As the deadline to file income tax approaches on July 31, tax payers must be aware that there are some categories of incomes that are totally exempt from tax. These include provident fund pay outs, gratuity receipts, gifts amounting to less than ₹50,000, scholarship amount, reverse mortgage among others.
Let us find more on each of these items:
Provident fund: PF is considered one of the most important social security for the employed people. After retirement, when the main source of income i.e., salary discontinues, provident fund comes handy. Consequently, it is kept free from tax.

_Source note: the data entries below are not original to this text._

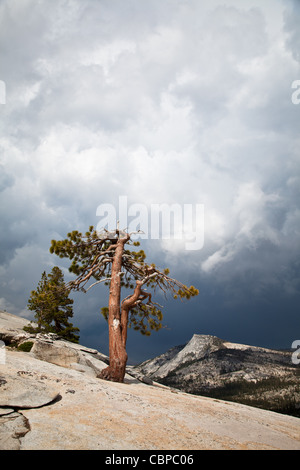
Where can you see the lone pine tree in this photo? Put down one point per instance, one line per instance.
(53, 306)
(103, 257)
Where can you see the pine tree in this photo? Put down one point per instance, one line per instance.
(53, 306)
(103, 257)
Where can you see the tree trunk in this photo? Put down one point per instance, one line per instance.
(117, 328)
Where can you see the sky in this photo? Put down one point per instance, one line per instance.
(183, 102)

However, there are some conditions attached to it as well. If your PF has been deducted for more than five years, then it becomes tax free. If you withdraw PF before five years, you have to pay TDS at the rate of 10 percent.

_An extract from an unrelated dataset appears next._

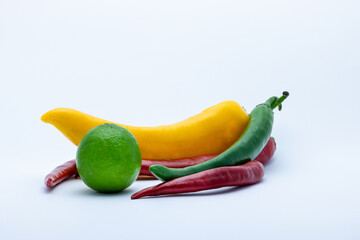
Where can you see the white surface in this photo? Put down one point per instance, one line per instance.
(157, 62)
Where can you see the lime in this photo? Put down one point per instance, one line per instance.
(108, 158)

Gratuity receipts: Gratuity received by government employees is completely tax free. Even if an employee dies or withdraws gratuity after retirement, the sum stays tax free.

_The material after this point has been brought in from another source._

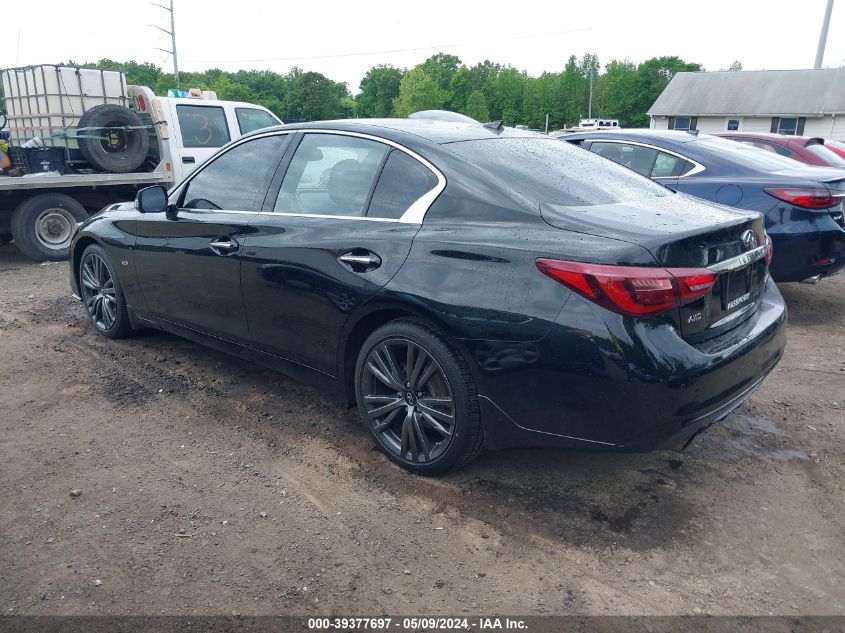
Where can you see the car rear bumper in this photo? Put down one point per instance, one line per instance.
(816, 250)
(636, 385)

Although the tax exemption is extended to private sector employees as well, but carries certain conditions. Private sector employees are entitled to receive income tax exemption but only on gratuity of up to ₹10 lakh.
Gifts: Gifts are taxed but only if they are expensive. After the amendment in the income tax provisions related to gifts in 2017, it has been decided that expensive gifts will be taxable.
Whether you have received gift in cash or kind, you are supposed to show the same in ITR as income from other sources.
However, if the gift’s value is up to ₹50,000, then it will be exempt from tax. Apart from these, all gifts received on occasions such as marriage or anniversary are tax free. Besides, gifts received from family members also do not come under tax bracket. But it is vital to mention that when you sell these gifts you are liable to pay long-term capital gains tax.
Scholarship: Although scholarship money is also considered as income but it is tax-free. This is given exemption from tax under section 10 (16) of the Income Tax Act.
Reverse mortgage: Any sum received as a loan either in instalment or lump sum is reverse mortgage and is exempt from tax.